The Primary Industries Minister has acknowledged the changes Fonterra has made to improve its food safety procedures since last year's botulism false alarm.
The final report from the independent inquiry the Government ordered into the incident is highly critical of the way Fonterra handled what it thought was a case of contaminated whey protein concentrate.
It also points the finger at the Ministry for Primary Industries for its lack of a coherent crisis plan and other aspects of its response.
Among its criticisms of the dairy co-operative are the delay in the time it took to alert the ministry and its customers.
The inquiry team said it was puzzled at Fonterra's apparent lack of trust in the way the ministry would respond to the botulism alert.
The Minister Nathan Guy said though, MPI showed that it does act responsibly.
"They stood up a response very quickly, when they were alerted to the facts and told that it was Clostridium botulinum, which is a very harmful bacteria toxin, particularly to babies and human health.
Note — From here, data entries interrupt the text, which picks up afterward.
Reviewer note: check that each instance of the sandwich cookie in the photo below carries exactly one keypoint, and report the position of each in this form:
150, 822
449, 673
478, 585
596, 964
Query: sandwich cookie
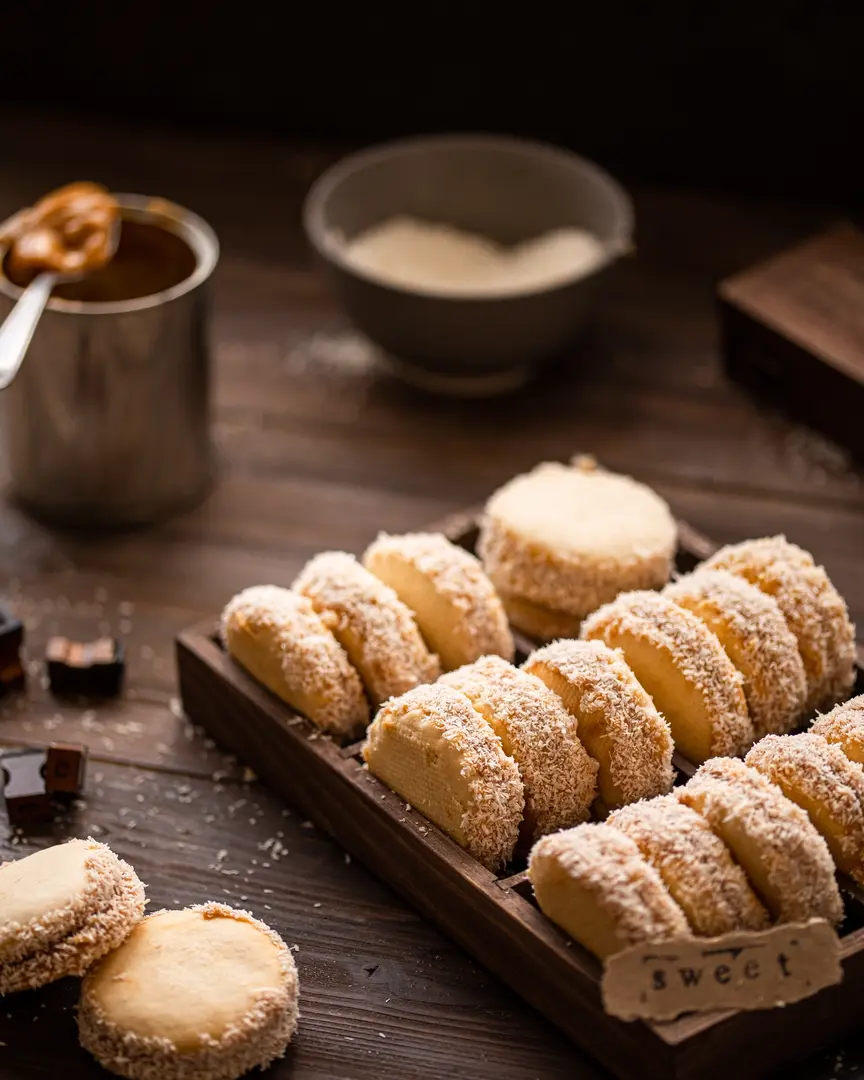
62, 909
757, 639
845, 726
278, 637
815, 612
435, 750
683, 666
204, 994
370, 622
456, 606
696, 865
564, 539
824, 783
787, 862
594, 883
541, 737
617, 720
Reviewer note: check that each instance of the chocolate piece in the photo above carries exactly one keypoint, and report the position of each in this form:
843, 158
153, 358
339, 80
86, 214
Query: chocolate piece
26, 796
65, 769
92, 670
11, 639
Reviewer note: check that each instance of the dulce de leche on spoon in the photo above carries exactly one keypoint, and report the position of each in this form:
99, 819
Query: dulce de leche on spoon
68, 231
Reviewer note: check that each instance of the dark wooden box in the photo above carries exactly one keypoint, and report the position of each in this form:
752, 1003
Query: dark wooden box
494, 917
793, 331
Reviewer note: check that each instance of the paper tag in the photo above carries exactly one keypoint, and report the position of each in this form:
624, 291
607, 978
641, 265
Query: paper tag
746, 970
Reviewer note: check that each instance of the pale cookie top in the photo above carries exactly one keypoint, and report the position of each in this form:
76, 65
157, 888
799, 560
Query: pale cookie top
541, 736
458, 577
46, 895
609, 866
585, 513
189, 976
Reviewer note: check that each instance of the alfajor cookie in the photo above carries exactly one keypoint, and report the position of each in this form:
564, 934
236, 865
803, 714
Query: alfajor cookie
538, 732
280, 639
435, 750
683, 666
696, 865
370, 622
757, 639
456, 606
845, 726
203, 994
566, 539
815, 612
821, 779
62, 909
593, 881
617, 720
787, 862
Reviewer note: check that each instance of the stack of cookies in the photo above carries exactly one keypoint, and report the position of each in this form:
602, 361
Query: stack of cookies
349, 635
415, 636
742, 845
207, 991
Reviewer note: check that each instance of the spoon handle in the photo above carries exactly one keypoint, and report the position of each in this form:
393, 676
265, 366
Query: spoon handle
17, 331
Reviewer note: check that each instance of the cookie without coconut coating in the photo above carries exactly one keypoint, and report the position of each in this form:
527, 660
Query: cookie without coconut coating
751, 628
683, 666
370, 622
823, 782
281, 642
569, 538
434, 750
785, 859
815, 612
617, 720
203, 994
845, 726
62, 909
537, 731
594, 883
696, 865
459, 613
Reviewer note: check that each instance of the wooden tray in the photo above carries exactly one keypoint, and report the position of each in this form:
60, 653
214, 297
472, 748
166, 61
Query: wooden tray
491, 916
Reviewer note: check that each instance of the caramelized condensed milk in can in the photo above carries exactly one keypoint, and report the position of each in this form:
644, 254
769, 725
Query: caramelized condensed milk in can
107, 422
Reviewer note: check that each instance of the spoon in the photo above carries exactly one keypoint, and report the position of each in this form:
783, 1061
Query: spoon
19, 325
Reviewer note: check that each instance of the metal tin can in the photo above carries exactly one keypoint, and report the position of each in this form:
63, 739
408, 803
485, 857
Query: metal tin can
107, 423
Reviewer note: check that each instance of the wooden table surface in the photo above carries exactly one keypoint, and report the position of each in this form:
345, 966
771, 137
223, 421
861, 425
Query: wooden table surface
321, 448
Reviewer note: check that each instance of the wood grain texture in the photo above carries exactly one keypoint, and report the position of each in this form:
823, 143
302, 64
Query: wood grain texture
320, 448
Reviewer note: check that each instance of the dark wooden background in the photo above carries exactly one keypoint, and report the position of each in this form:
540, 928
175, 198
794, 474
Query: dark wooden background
320, 448
758, 97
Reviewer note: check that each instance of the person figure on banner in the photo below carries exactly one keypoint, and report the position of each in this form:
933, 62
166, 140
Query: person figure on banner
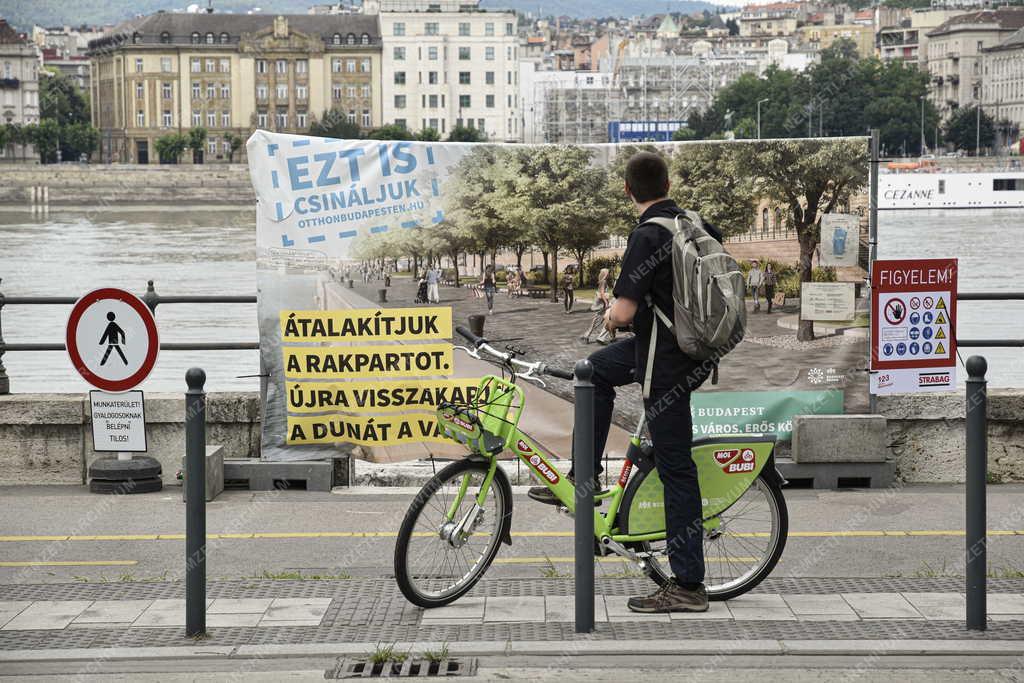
645, 283
433, 279
755, 280
487, 285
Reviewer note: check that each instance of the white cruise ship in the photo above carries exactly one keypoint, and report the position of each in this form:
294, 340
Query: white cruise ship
943, 189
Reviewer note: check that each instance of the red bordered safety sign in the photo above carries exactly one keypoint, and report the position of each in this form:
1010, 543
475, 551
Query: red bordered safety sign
112, 339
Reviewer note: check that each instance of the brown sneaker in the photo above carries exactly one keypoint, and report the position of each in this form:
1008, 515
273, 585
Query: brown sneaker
671, 598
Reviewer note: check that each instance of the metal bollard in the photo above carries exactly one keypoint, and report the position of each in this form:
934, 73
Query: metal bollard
195, 504
583, 465
977, 466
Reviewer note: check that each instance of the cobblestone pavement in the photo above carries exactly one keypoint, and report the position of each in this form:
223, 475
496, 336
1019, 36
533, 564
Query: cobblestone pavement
93, 615
769, 358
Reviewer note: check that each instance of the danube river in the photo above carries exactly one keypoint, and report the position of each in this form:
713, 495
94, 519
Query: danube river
212, 252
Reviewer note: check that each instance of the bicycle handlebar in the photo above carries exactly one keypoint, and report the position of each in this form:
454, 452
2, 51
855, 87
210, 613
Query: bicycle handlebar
480, 344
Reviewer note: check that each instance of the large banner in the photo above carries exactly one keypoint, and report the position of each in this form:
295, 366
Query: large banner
356, 238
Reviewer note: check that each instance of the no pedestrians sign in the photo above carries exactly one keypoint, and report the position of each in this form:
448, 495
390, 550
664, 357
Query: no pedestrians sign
112, 339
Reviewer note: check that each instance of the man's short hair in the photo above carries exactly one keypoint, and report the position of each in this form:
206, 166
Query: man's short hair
647, 176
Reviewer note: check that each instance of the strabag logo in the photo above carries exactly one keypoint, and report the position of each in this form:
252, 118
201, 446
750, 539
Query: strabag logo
543, 469
933, 379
They responded accordingly."
"I would say that as the biggest Government regulator, MPI has a very strong working relationship with Fonterra. I've seen that strengthen. Fonterra in my view has changed in the last 12 to 15 months and it's hugely important to acknowledge that," said Mr Guy.
Fonterra says report recognises progress made
Fonterra acknowledged there were things it did not do right in the way it responded to the contamination alert.
But the managing director for people culture and strategy Maury Leyland said the report also recognised the progress Fonterra had made since the contamination alert and the product recall.
"One of the recommendations that we've been working on since last year, is around our crisis response, so we have an incident management team in place as we've had for 12 months now."
"They've been working to ensure that our systems are truly world class and our capability across the whole company is prepared and ready, and since that recommendation, we've conducted a full group level crisis simulation once in May then a second crisis simulation in November, just three weeks ago. So we've had external observers at those and we've seen a huge jump in our capability," said Mr Leyland.